I believe that Admitting to everyone involved in my life that I AM AN ADDICT and am helpless over my addiction (as opposed to just myself) has hinder me to pusher further and has let me actually fall back into the same habits of active addiction to detox and then relapse. It's the shame factors that has kept me from doing it and my own attitude that if I want something to happen I will, I really am a doer, I just ended up putting them energy into the wrong thing.

So what different from the last time I was detoxing, well I have started to hate everything about what I was doing, spending a day or every afternoon going to each and every chemist I could find to get my pills (Codeine is OTC here in Australia FYI) I dont remeber the last time I was actual high and the weeks and ever months would just fly  by that it was so scary. I have been so withdrawn from my family and friend just as I couldn't even remember to call them on a weekend bases. I put strange priorities on my work to try and make sure I was always there and not taking any time off not looking after myself. I would take even more just to get through work.

THe last 2 or 3 months I have been since more weeks than not and that's not due to running out or detoxing it was a cold or virus, my body has become some worn out, I was so tired all the time.

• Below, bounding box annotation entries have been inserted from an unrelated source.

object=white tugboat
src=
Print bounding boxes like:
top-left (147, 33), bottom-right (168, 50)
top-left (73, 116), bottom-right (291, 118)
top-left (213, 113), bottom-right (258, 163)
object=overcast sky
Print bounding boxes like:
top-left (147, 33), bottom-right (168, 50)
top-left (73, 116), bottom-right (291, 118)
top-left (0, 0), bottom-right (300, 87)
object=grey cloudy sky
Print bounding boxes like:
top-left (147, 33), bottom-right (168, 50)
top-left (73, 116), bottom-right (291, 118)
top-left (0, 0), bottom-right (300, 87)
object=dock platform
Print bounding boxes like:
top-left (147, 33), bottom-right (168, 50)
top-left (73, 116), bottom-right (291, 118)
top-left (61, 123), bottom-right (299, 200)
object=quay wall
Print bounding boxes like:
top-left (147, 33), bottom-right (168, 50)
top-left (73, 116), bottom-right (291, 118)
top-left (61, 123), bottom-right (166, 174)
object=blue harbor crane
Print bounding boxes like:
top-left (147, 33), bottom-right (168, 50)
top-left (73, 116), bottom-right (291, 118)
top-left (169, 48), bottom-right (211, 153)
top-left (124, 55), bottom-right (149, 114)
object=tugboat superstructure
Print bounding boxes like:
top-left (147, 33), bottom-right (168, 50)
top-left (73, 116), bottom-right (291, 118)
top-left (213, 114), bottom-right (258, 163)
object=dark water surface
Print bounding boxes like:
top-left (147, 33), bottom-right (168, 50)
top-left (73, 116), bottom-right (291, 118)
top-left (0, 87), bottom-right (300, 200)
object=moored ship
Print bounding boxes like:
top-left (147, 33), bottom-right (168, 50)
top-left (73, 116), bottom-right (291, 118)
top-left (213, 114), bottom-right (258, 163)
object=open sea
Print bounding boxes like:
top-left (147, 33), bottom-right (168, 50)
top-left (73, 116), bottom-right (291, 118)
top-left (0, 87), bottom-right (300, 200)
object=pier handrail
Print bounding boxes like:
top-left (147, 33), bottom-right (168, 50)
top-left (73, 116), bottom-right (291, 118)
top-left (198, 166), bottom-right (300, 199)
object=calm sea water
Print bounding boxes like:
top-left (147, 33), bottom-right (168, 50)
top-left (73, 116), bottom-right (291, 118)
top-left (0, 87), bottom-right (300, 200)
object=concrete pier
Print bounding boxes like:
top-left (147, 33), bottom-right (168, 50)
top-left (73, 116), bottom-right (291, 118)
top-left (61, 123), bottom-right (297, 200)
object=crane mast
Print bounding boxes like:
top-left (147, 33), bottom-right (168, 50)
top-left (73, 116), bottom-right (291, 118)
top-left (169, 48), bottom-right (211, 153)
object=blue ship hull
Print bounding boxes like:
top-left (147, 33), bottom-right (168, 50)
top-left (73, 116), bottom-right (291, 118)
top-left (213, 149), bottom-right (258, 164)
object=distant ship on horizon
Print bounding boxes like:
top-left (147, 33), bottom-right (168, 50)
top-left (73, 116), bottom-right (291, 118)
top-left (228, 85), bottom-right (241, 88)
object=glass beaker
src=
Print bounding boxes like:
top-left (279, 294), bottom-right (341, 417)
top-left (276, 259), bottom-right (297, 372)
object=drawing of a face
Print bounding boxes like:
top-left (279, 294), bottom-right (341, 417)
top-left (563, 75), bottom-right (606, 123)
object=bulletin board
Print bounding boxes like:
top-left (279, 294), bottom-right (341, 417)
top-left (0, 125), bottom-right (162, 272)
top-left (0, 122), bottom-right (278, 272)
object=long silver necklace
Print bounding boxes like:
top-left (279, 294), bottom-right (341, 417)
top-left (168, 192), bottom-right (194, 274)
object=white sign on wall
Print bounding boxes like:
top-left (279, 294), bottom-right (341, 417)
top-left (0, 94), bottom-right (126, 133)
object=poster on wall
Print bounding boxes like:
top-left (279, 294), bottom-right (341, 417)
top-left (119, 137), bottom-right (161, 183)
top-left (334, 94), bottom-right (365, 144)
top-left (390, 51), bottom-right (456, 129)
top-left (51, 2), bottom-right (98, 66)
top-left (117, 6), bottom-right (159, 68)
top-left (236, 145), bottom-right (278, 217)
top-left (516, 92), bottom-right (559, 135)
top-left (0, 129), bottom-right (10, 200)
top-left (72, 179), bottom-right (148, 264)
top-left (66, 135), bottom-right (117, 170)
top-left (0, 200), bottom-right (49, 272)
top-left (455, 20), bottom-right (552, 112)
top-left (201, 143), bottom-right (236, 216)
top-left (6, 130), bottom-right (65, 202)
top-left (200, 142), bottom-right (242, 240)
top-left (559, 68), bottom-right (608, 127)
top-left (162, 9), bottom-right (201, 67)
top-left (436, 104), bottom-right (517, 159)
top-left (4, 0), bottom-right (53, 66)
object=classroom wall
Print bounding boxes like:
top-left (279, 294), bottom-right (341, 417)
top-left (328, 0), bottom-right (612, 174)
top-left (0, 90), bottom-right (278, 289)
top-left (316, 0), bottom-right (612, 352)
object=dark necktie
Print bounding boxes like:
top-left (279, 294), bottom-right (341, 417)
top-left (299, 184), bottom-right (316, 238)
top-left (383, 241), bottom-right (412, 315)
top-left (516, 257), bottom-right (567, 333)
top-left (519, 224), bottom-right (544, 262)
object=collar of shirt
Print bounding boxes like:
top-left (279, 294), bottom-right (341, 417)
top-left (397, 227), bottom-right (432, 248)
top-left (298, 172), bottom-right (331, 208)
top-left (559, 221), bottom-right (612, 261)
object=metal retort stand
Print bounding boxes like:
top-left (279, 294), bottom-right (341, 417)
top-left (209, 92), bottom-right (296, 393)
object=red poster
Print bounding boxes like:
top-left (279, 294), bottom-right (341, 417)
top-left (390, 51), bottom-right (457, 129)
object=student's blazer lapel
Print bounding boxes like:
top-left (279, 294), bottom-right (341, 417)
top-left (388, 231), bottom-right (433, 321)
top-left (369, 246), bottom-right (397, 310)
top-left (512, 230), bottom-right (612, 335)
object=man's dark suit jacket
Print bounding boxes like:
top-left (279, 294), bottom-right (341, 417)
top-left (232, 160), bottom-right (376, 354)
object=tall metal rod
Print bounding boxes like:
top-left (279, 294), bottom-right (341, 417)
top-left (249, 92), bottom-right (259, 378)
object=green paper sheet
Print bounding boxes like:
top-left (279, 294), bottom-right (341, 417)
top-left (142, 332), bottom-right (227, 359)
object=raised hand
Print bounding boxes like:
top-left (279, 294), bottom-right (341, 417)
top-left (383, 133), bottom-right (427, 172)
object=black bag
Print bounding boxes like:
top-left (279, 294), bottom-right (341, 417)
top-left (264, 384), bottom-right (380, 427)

It early this week that  I felt so physically sick as I was going to take my handfuls of pills and had a thought that I most likely would want to die then to keep living like this I can't stand it.. The other side of my addict brain thought well we can both be happy take more pills and you can die and I can be high for a bit WIN WIN hey..
Stupid idea but otherwise done, this way after that day on THursday I decided It's either a clean Ryan or a Dead Ryan, nothing in between.

So far 48 hours and I'm actual ready for the withdrawal but I think I'm also flu or cold sick as I had a cough on Thursday and has got worse and worse due to the the withdrawals.